Viceversa nella Provincia di Treviso sono localizzati gli allevamenti di più piccola dimensione e la
media dei capi allevati risulta molto inferiore. Le Provincie di Vicenza e Treviso, che fanno registrare
percentuali analoghe sia in termini di allevamenti che di numero di capi, risultano invece essere
caratterizzate da una dimensione media degli allevamenti in linea con quella regionale.
La polarizzazione territoriale evidenzia alcune aree dove l’allevamento del vitellone pesante assume
un peso quantitativo molto rilevante: la parte settentrionale della Provincia di Padova, quella sudorientale di Vicenza, quella sud-occidentale di Treviso ed infine la zona del Veneto nord-orientale.
Il comparto del vitellone pesante in Veneto è ancora contraddistinta da un numero molto elevato
di allevamenti di piccole dimensioni, a carattere famigliare o finalizzati ad integrare redditi derivanti
da altre attività economiche, ma oltre l’80% dei capi risulta concentrato negli allevamenti con più
di 100 capi, che in termini percentuali pesano solo il 6% del totale degli allevamenti. La distribuzione
degli allevamenti per classi dimensionali mette in luce infatti una struttura produttiva fortemente
polarizzata tra due principali tipologie di allevamenti: quelli di piccolissima dimensione e quelli di
medio-grande dimensione, che possono essere definiti tali quando superano la soglia dei 200 capi
allevati.
Negli ultimi anni si è comunque assistito ad un processo di selezione molto forte degli allevamenti più
marginali con una tendenza sempre più accentuata alla concentrazione dei capi allevati nelle
strutture di più grandi dimensioni. Questo processo di concentrazione è determinato dal fatto che
gli allevamenti di vitellone pesante sono caratterizzati da forti economie di scala legate alla
maggiore dimensione, che inoltre offre considerevoli vantaggi di carattere logistico ed organizzativo
e permette di conseguire prezzi più convenienti sia nella vendita dei vitelloni ingrassati che
nell’acquisto dei ristalli e delle materie prime/mangimi che compongono la razione alimentare.

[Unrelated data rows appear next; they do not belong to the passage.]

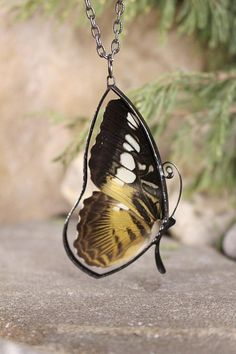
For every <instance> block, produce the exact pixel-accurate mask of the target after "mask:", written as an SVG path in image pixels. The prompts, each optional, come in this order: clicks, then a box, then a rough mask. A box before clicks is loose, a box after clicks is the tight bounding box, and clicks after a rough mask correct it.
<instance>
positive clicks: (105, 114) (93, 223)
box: [63, 82, 182, 278]
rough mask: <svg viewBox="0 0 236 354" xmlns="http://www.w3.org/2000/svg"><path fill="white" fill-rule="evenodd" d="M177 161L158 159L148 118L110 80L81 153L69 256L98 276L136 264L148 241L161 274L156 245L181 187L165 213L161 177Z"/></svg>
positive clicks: (177, 204)
mask: <svg viewBox="0 0 236 354" xmlns="http://www.w3.org/2000/svg"><path fill="white" fill-rule="evenodd" d="M174 168H175V169H176V167H175V165H173V164H172V163H170V162H166V163H164V164H163V163H162V161H161V158H160V154H159V151H158V149H157V146H156V144H155V142H154V139H153V137H152V135H151V133H150V131H149V128H148V126H147V124H146V123H145V121H144V119H143V118H142V116H141V114H140V113H139V112H138V110H137V109H136V108H135V106H134V105H133V104H132V103H131V102H130V100H129V99H128V98H127V97H126V96H125V95H124V94H123V92H122V91H120V90H119V89H118V87H117V86H116V85H115V83H112V84H109V82H108V86H107V90H106V92H105V93H104V95H103V96H102V98H101V100H100V102H99V105H98V108H97V110H96V113H95V116H94V118H93V120H92V122H91V126H90V130H89V133H88V137H87V141H86V146H85V152H84V171H83V172H84V181H83V187H82V191H81V194H80V196H79V198H78V200H77V202H76V203H75V205H74V207H73V208H72V210H71V211H70V213H69V215H68V217H67V219H66V221H65V225H64V230H63V242H64V247H65V250H66V252H67V255H68V256H69V258H70V259H71V261H72V262H73V263H74V264H75V265H76V266H77V267H78V268H79V269H81V270H82V271H84V272H86V273H87V274H89V275H91V276H93V277H95V278H100V277H104V276H107V275H110V274H113V273H115V272H117V271H119V270H121V269H123V268H125V267H127V266H128V265H129V264H131V263H132V262H134V261H135V260H136V259H138V258H139V257H140V256H141V255H142V254H144V253H145V252H146V251H147V250H148V249H149V248H150V247H151V246H152V245H155V260H156V265H157V268H158V270H159V271H160V272H161V273H165V267H164V265H163V263H162V260H161V257H160V252H159V244H160V240H161V237H162V235H163V234H164V233H165V232H166V231H167V230H168V228H170V227H171V226H172V225H174V223H175V220H174V218H173V214H174V212H175V210H176V208H177V206H178V203H179V200H180V196H181V192H182V179H181V176H180V174H179V172H178V170H177V169H176V170H177V173H178V176H179V181H180V191H179V197H178V201H177V204H176V207H175V209H174V211H173V213H172V214H171V216H169V205H168V193H167V186H166V179H169V178H172V177H173V176H174Z"/></svg>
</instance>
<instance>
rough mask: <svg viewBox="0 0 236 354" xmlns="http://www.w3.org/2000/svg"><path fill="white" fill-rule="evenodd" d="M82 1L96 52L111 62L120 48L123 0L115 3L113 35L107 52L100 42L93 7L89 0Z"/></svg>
mask: <svg viewBox="0 0 236 354" xmlns="http://www.w3.org/2000/svg"><path fill="white" fill-rule="evenodd" d="M84 2H85V9H86V14H87V17H88V19H89V21H90V23H91V33H92V36H93V38H94V39H95V41H96V46H97V53H98V55H99V56H100V57H101V58H104V59H107V60H108V61H109V62H110V63H111V62H112V61H113V59H114V56H115V55H116V54H117V53H118V52H119V50H120V41H119V36H120V34H121V32H122V30H123V25H122V21H121V17H122V15H123V13H124V10H125V6H124V0H117V2H116V5H115V12H116V19H115V21H114V23H113V32H114V35H115V36H114V39H113V40H112V42H111V48H110V53H107V51H106V49H105V47H104V45H103V44H102V39H101V31H100V28H99V27H98V25H97V23H96V14H95V11H94V8H93V6H92V4H91V1H90V0H84Z"/></svg>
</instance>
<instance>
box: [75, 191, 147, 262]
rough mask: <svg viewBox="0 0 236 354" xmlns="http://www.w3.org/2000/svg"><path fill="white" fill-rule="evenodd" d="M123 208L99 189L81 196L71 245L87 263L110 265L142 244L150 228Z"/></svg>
mask: <svg viewBox="0 0 236 354" xmlns="http://www.w3.org/2000/svg"><path fill="white" fill-rule="evenodd" d="M127 209H128V208H125V206H124V205H121V204H119V203H117V201H116V200H114V199H113V198H111V197H109V196H107V195H106V194H104V193H102V192H94V193H93V195H92V196H91V197H90V198H88V199H86V200H85V202H84V208H83V209H82V210H81V212H80V222H79V224H78V227H77V229H78V234H79V237H78V238H77V239H76V241H75V242H74V246H75V248H76V249H77V250H78V254H79V256H80V257H82V258H83V259H84V260H85V262H86V263H87V264H88V265H91V266H97V267H101V268H104V267H108V266H113V265H115V264H116V263H117V262H118V261H119V260H120V259H122V260H125V259H129V258H130V257H132V256H134V255H135V254H136V253H137V250H138V249H139V248H140V247H142V245H143V243H144V242H145V236H146V235H147V234H148V232H150V228H149V226H148V225H146V224H145V222H143V220H142V219H141V218H139V217H138V216H137V215H136V214H135V213H134V212H132V211H128V210H127ZM124 225H125V227H124Z"/></svg>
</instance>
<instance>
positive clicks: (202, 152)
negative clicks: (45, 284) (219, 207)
mask: <svg viewBox="0 0 236 354" xmlns="http://www.w3.org/2000/svg"><path fill="white" fill-rule="evenodd" d="M92 3H93V5H94V7H95V9H96V12H97V13H98V15H99V14H101V13H102V12H103V10H104V7H105V6H114V1H113V0H107V1H105V0H93V1H92ZM125 3H126V11H125V21H126V23H127V22H130V21H133V20H135V19H136V18H137V17H138V16H142V17H143V16H144V15H145V14H146V13H148V12H154V13H155V14H156V22H157V29H158V32H159V39H160V38H163V37H167V35H168V32H169V31H170V30H173V29H174V30H175V31H177V32H178V33H179V35H182V36H183V35H185V36H186V35H187V36H194V37H195V38H196V39H198V41H199V43H200V44H201V46H202V48H203V56H204V58H205V60H206V67H205V69H208V70H209V71H210V72H209V73H202V72H199V73H182V72H177V73H172V74H168V75H164V76H163V77H162V78H160V79H159V80H157V81H154V82H151V83H149V84H147V85H145V86H144V87H142V88H139V89H137V90H136V91H134V92H133V93H132V96H133V98H134V100H135V101H136V103H137V106H138V108H139V109H140V111H141V112H142V114H143V116H144V117H145V118H146V119H147V120H148V124H149V125H150V127H151V130H152V132H153V134H154V136H155V138H156V139H158V138H159V137H160V135H162V134H163V133H166V131H167V130H168V126H169V124H172V125H173V124H174V126H176V127H177V129H176V130H175V132H174V134H173V136H172V137H169V139H170V142H172V143H171V144H170V148H171V151H172V154H174V155H175V158H176V159H177V160H178V164H180V162H181V163H182V166H185V169H186V170H189V171H191V172H192V175H195V176H197V178H196V179H195V180H194V181H191V182H192V184H191V188H192V189H194V190H196V188H197V189H199V190H202V191H209V190H213V191H217V192H218V191H219V190H221V191H224V190H227V191H230V192H231V191H232V190H235V181H236V149H235V147H236V120H235V118H236V117H235V116H236V60H235V59H236V35H235V33H236V1H235V0H138V1H126V2H125ZM16 10H17V14H18V17H20V18H23V19H26V18H27V17H28V16H31V15H32V14H33V13H35V12H36V11H39V10H40V11H41V12H44V13H46V14H49V15H52V14H54V15H55V16H56V17H58V18H60V19H62V20H64V19H65V18H67V17H68V16H70V15H73V16H74V18H78V19H79V23H82V18H84V19H85V14H84V10H83V1H78V0H67V1H65V0H25V1H23V2H22V3H21V4H20V5H18V7H17V8H16ZM82 14H83V16H82ZM77 22H78V21H74V22H73V23H75V24H76V23H77ZM229 68H230V71H229ZM76 122H77V123H76V124H75V125H73V124H72V125H70V128H71V129H72V130H73V132H78V131H80V130H79V129H78V128H77V127H78V126H81V120H80V119H77V120H76ZM175 122H177V123H175ZM83 126H84V131H83V134H81V133H80V135H79V141H78V138H77V136H78V135H77V134H75V135H74V137H75V138H74V140H73V141H72V143H71V145H70V146H69V147H68V148H67V149H66V150H65V151H64V153H63V154H62V155H61V156H60V159H61V160H62V161H63V162H64V163H68V162H69V161H71V159H72V158H73V157H74V156H75V155H76V154H77V153H78V151H79V149H80V147H81V143H82V142H83V140H84V136H85V132H86V131H87V126H86V124H85V123H84V122H83Z"/></svg>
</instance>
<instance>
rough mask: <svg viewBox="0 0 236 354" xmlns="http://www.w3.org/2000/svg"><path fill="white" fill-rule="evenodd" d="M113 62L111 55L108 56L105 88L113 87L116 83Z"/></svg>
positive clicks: (113, 59)
mask: <svg viewBox="0 0 236 354" xmlns="http://www.w3.org/2000/svg"><path fill="white" fill-rule="evenodd" d="M113 61H114V58H113V56H112V54H109V55H108V57H107V64H108V76H107V86H114V85H115V83H116V82H115V78H114V75H113Z"/></svg>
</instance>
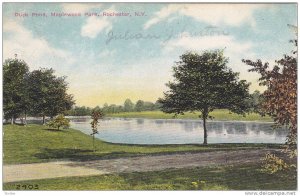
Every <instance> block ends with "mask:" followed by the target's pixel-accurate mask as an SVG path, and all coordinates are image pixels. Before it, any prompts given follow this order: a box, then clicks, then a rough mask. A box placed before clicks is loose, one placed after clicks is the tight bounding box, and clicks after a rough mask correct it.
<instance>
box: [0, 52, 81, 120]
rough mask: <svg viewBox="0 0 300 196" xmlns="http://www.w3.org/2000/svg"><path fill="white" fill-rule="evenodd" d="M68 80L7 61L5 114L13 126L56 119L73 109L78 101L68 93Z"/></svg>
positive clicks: (5, 91)
mask: <svg viewBox="0 0 300 196" xmlns="http://www.w3.org/2000/svg"><path fill="white" fill-rule="evenodd" d="M65 79H66V77H65V76H63V77H57V76H55V75H54V70H53V69H46V68H40V69H37V70H33V71H31V72H30V71H29V67H28V65H27V64H26V62H25V61H23V60H20V59H17V58H15V59H7V60H5V62H4V64H3V114H4V118H5V120H6V121H8V120H9V119H10V120H11V123H12V124H13V123H14V122H15V119H16V118H19V117H24V123H25V124H26V116H27V115H30V116H42V117H43V123H45V117H46V116H49V117H51V118H52V117H54V116H56V115H57V114H60V113H65V112H66V111H67V110H69V109H71V107H72V106H73V105H74V103H75V101H74V99H73V96H72V95H70V94H68V93H67V89H68V84H67V82H66V80H65Z"/></svg>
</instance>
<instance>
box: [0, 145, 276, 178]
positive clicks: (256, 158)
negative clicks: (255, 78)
mask: <svg viewBox="0 0 300 196" xmlns="http://www.w3.org/2000/svg"><path fill="white" fill-rule="evenodd" d="M270 151H271V152H275V151H276V152H277V153H279V152H280V151H279V150H274V149H272V150H270V149H259V150H238V151H217V152H203V153H186V154H170V155H159V156H142V157H134V158H119V159H109V160H94V161H85V162H75V161H74V162H72V161H61V162H48V163H33V164H19V165H4V166H3V181H4V182H16V181H23V180H33V179H46V178H57V177H70V176H89V175H101V174H109V173H121V172H133V171H141V172H142V171H155V170H163V169H167V168H187V167H201V166H212V165H224V164H244V163H253V162H258V161H260V159H261V158H262V157H263V156H264V154H266V153H267V152H270Z"/></svg>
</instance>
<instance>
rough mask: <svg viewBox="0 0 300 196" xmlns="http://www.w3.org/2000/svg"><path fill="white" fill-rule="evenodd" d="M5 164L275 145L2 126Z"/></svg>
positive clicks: (276, 145)
mask: <svg viewBox="0 0 300 196" xmlns="http://www.w3.org/2000/svg"><path fill="white" fill-rule="evenodd" d="M3 131H4V136H3V140H4V141H3V145H4V146H3V148H4V152H3V153H4V158H3V161H4V164H17V163H36V162H47V161H55V160H75V161H80V160H95V159H108V158H118V157H130V156H140V155H146V154H167V153H180V152H200V151H213V150H237V149H249V148H264V147H275V148H278V147H279V145H276V144H273V145H271V144H211V145H208V146H203V145H126V144H123V145H122V144H111V143H107V142H103V141H101V140H98V139H97V140H96V142H95V146H96V152H93V147H92V138H91V136H88V135H86V134H84V133H82V132H80V131H78V130H74V129H67V130H63V131H56V130H51V129H48V128H47V127H46V126H42V125H34V124H29V125H27V126H19V125H4V126H3Z"/></svg>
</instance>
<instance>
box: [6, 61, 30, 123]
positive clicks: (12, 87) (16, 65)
mask: <svg viewBox="0 0 300 196" xmlns="http://www.w3.org/2000/svg"><path fill="white" fill-rule="evenodd" d="M28 74H29V68H28V65H27V64H26V63H25V61H23V60H19V59H7V60H5V62H4V64H3V111H4V117H5V118H6V119H8V118H12V123H13V121H14V119H15V118H17V117H18V116H19V115H20V114H21V113H22V112H26V111H27V110H28V109H29V108H30V106H29V97H28V96H29V94H28V91H27V90H28V89H27V87H28V85H27V82H28V80H27V79H28Z"/></svg>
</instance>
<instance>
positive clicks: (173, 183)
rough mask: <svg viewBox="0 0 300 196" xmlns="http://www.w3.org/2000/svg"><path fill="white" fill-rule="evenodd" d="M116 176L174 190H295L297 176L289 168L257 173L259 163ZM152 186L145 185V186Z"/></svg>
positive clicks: (138, 172)
mask: <svg viewBox="0 0 300 196" xmlns="http://www.w3.org/2000/svg"><path fill="white" fill-rule="evenodd" d="M145 174H146V175H145ZM119 176H121V177H122V178H123V179H124V180H125V182H126V183H127V184H130V185H131V187H134V186H139V185H140V184H147V185H155V184H169V185H171V186H172V188H171V189H175V190H184V189H187V190H192V189H198V190H203V189H204V190H220V189H221V190H222V189H223V190H224V189H228V190H295V189H296V188H297V179H296V178H295V177H294V176H295V175H294V173H293V171H288V172H281V173H276V174H273V175H270V174H266V173H262V172H261V165H260V164H248V165H236V166H225V167H198V168H190V169H188V168H186V169H167V170H163V171H159V172H157V171H153V172H152V171H151V172H147V173H145V172H132V173H121V174H119ZM137 179H138V180H137ZM199 181H203V182H204V183H203V186H199V187H195V186H193V185H192V182H199ZM152 188H153V187H151V186H149V189H152ZM146 189H147V188H146Z"/></svg>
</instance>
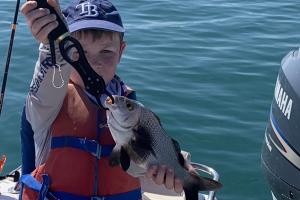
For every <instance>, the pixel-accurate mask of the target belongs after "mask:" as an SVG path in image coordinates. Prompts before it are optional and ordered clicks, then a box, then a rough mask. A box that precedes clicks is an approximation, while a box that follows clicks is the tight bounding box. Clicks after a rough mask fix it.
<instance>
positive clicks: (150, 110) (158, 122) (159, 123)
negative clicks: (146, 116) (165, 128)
mask: <svg viewBox="0 0 300 200" xmlns="http://www.w3.org/2000/svg"><path fill="white" fill-rule="evenodd" d="M150 112H151V113H152V114H153V115H154V117H155V118H156V119H157V121H158V123H159V125H160V126H162V124H161V121H160V118H159V117H158V116H157V115H156V114H155V113H154V112H153V111H151V110H150Z"/></svg>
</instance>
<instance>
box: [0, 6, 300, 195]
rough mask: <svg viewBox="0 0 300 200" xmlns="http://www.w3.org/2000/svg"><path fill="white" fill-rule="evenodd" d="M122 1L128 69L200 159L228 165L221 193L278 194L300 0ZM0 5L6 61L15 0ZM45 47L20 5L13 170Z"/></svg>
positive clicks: (13, 141) (19, 152)
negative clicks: (29, 24) (276, 156)
mask: <svg viewBox="0 0 300 200" xmlns="http://www.w3.org/2000/svg"><path fill="white" fill-rule="evenodd" d="M66 2H67V1H66V0H61V3H62V4H63V5H66ZM114 3H115V5H116V6H117V7H118V8H119V10H120V12H121V14H122V16H123V21H124V25H125V27H126V30H127V32H126V41H127V44H128V46H127V49H126V52H125V55H124V57H123V60H122V62H121V64H120V66H119V72H118V73H119V74H120V76H122V77H123V79H124V80H125V81H126V82H127V83H128V84H129V85H130V86H132V87H133V88H135V89H136V90H137V91H138V97H139V99H140V100H141V101H142V102H143V103H144V104H145V105H146V106H148V107H151V108H152V109H153V110H154V111H155V112H156V113H157V114H158V115H159V116H160V118H161V120H162V123H163V124H164V127H165V129H166V130H167V131H168V133H169V134H170V135H171V136H173V137H174V138H176V139H177V140H178V141H179V142H180V143H181V146H182V148H183V149H185V150H188V151H190V152H191V153H192V158H193V161H195V162H200V163H204V164H206V165H209V166H212V167H213V168H215V169H216V170H217V171H218V172H219V173H220V175H221V181H222V183H223V184H224V188H223V189H222V190H221V191H220V192H219V193H218V195H219V199H221V200H222V199H223V200H240V199H243V200H250V199H251V200H253V199H254V200H267V199H271V196H270V193H269V191H268V188H267V185H266V183H265V180H264V177H263V176H262V174H261V166H260V151H261V145H262V142H263V137H264V129H265V126H266V122H267V120H268V113H269V106H270V103H271V101H272V94H273V89H274V84H275V80H276V76H277V72H278V69H279V67H280V60H281V58H282V57H283V56H284V55H285V54H286V53H287V52H289V51H290V50H292V49H296V48H298V46H299V41H300V39H299V37H300V36H299V30H300V22H299V19H300V13H299V10H300V4H299V2H298V1H296V0H286V1H279V0H275V1H270V0H268V1H258V0H253V1H251V2H244V1H238V0H226V1H225V0H211V1H204V0H197V1H194V0H193V1H192V0H185V1H179V0H172V1H171V0H151V1H150V0H139V1H129V0H122V1H116V0H115V1H114ZM0 8H1V9H0V14H1V19H0V64H1V66H3V65H4V63H5V56H6V52H7V48H8V41H9V34H10V23H11V21H12V19H13V13H14V9H15V1H12V0H2V1H1V2H0ZM37 48H38V44H37V42H36V41H35V40H34V39H33V38H32V37H31V34H30V33H29V31H28V28H27V26H26V24H25V20H24V17H23V16H22V15H20V19H19V26H18V28H17V34H16V38H15V46H14V51H13V56H12V61H11V66H10V71H9V79H8V83H7V91H6V96H5V102H4V109H3V112H2V115H1V119H0V154H6V155H7V156H8V161H7V165H6V168H5V170H4V172H8V171H9V170H11V169H13V168H15V167H17V166H18V165H19V164H20V138H19V134H18V131H19V121H20V120H19V118H20V113H21V110H22V106H23V103H24V99H25V96H26V93H27V91H28V86H29V83H30V80H31V76H32V72H33V67H34V64H35V61H36V60H35V59H36V57H37V53H38V50H37Z"/></svg>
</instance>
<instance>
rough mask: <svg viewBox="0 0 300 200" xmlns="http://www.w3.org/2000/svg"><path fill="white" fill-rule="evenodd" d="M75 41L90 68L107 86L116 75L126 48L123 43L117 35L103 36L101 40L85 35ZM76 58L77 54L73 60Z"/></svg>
mask: <svg viewBox="0 0 300 200" xmlns="http://www.w3.org/2000/svg"><path fill="white" fill-rule="evenodd" d="M77 39H78V41H79V42H80V43H81V45H82V48H83V49H84V52H85V56H86V58H87V60H88V62H89V64H90V65H91V67H92V68H93V69H94V71H95V72H96V73H97V74H99V75H100V76H102V77H103V79H104V81H105V84H108V83H109V82H110V81H111V80H112V79H113V77H114V75H115V73H116V69H117V65H118V64H119V62H120V58H121V56H122V53H123V50H124V48H125V46H126V45H125V43H124V42H123V41H122V42H121V41H120V36H119V34H118V33H113V34H112V35H109V34H103V35H102V37H101V38H94V37H93V35H92V34H89V33H87V34H84V35H83V37H80V38H77ZM78 56H79V55H78V52H75V53H74V55H73V59H75V60H76V59H77V58H78Z"/></svg>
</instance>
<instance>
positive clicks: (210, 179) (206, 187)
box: [183, 172, 222, 200]
mask: <svg viewBox="0 0 300 200" xmlns="http://www.w3.org/2000/svg"><path fill="white" fill-rule="evenodd" d="M221 187H222V184H221V183H219V182H217V181H215V180H213V179H210V178H206V177H200V176H199V175H198V174H197V173H195V172H189V176H188V178H187V179H186V181H184V182H183V190H184V193H185V199H186V200H198V192H199V191H212V190H218V189H220V188H221Z"/></svg>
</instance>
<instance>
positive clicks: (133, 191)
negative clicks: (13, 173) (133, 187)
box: [21, 174, 142, 200]
mask: <svg viewBox="0 0 300 200" xmlns="http://www.w3.org/2000/svg"><path fill="white" fill-rule="evenodd" d="M42 177H43V182H42V183H40V182H39V181H37V180H36V179H35V178H34V177H33V176H32V175H31V174H25V175H22V176H21V182H22V184H24V185H25V186H27V187H28V188H30V189H32V190H34V191H36V192H39V198H38V200H45V199H46V197H47V198H50V199H57V200H69V199H72V200H124V199H130V200H141V199H142V194H141V189H140V188H138V189H135V190H132V191H129V192H125V193H121V194H115V195H109V196H92V197H88V196H80V195H74V194H71V193H66V192H52V191H51V192H50V191H49V186H50V177H49V176H48V175H46V174H43V176H42Z"/></svg>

2. Costo di produzione dei bovini da ingrasso in
Veneto: Metodologia
Per quanto riguarda l’approccio metodologico, è stato riproposto il metodo di calcolo elaborato
da ISMEA e CRPA, per lo studio del “Costo di produzione del vitellone negli allevamenti da ingrasso:
5
indagine 2012” effettuato nell’ambito dell’Osservatorio economico della zootecnia istituito dal
Ministero delle Politiche Agricole, Alimentari e Forestali presso l’Ismea3.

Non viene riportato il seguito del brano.